El elenco, compuesto de jóvenes artistas fue óptimo. El protagonista Luciano Ganci es un joven tenor muy solvente, estupendo tanto en lo vocal como en el aspecto dramático. Su voz es timbrada y sonora: fue realmente muy convincente incluso en los momentos más comprometidos: eso de empezar a cantar estando solo y sobre una pequeña tarima, rodeado por el público no debe hacer sido fácil.
La soprano Maria Katzarava tiene una voz amplia, mórbida y capaz de gran lirismo y sensualidad. Cantó su bella aria “Tosto ei disse” de forma vibrante. Fue saludada merecidamente con emoción por el público que la rodeaba.
El barítono Francesco Landolfi fue muy expresivo, su emisión no es muy homogénea, pero este artista fue indiscutiblemente patrón de la situación. Sus momentos culminantes como la excelsa aria "Lina, pensai che un angelo", que tiene todas las credenciales para entrar en el álbum de los grandes momentos de dolor paterno de Verdi, fueron presentados, en lo expresivo, de manera inmejorable.
Los otros cantantes fueron muy dignos tanto en lo vocal como en lo escénico y ellos fueron el joven tenor Giovanni Sala que fue Raffaele, Emanuele Cordaro que encarnó Jorg y Blagoj Nacoski y Cecilia Bernini en los papeles de Federico y Dorotea. Todos mostraron una seguridad que fue evidentemente fruto de un intenso trabajo de preparación y ese nivel general elevado resulta requisito imprescindible en una ópera que prevé acciones dramáticas y musicales de conjunto que son exigentes para todos, como el magistral septimino.
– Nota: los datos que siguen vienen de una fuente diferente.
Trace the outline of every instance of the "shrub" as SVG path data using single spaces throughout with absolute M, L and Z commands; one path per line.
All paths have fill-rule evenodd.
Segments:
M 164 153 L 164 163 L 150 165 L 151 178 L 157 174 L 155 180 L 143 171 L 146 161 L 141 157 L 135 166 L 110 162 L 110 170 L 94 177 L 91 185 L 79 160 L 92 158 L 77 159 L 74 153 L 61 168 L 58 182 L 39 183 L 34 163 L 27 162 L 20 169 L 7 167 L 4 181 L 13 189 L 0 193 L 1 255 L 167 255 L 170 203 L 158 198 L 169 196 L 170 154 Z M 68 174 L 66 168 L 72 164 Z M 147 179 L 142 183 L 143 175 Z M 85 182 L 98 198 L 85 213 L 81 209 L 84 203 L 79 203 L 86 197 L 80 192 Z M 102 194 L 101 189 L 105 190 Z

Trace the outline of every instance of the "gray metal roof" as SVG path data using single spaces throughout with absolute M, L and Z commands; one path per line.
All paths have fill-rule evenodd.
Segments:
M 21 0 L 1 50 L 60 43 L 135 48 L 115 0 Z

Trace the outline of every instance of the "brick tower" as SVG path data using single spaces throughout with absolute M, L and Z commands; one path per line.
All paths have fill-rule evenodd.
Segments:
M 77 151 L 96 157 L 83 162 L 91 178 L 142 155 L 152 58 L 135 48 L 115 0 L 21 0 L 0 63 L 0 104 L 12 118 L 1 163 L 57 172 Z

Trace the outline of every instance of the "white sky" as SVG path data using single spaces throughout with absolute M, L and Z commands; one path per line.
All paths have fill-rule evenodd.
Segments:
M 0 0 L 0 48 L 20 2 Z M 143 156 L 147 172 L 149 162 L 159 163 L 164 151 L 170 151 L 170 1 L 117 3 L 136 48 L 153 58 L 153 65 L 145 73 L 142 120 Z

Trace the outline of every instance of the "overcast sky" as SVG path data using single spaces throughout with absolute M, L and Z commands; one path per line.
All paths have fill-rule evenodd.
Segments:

Coro, orquesta y el maestro García Calvo fueron componentes esenciales de esta velada. El maestro madrileño realizó heroicamente lo que parecía imposible y consiguió vencer las dificultades espaciales con coherencia; leyó la partitura con autoridad y convicción. Tanto la orquesta del Teatro Comunal de Bolonia como el coro, dirigido por Andrea Faidutti, fueron instrumentos ágiles y cohesionados.
Vick al final dijo la suya, si bien la historia cuenta la victoria del status quo, cuando todo parecía cantar a la misericordia que reacomoda las cosas, los carteles que pregonaban a la familia tradicional se desmoronan. Nada fue destruido. Todo resultó valorizado. La ópera recuperaba sus derechos. El teatro ofreció su arcaica belleza y, Verdi a pesar o gracias a Vick, salió otra vez, inoxidablemente triunfante.
El espectáculo finalizo con ovaciones del público. Aforo completo. Un “bravo” a la gente de Parma. Un festival debe programar estas cosas. Estoy seguro que quien estuvo no habrá de olvidar esta experiencia y habrá de contarlo.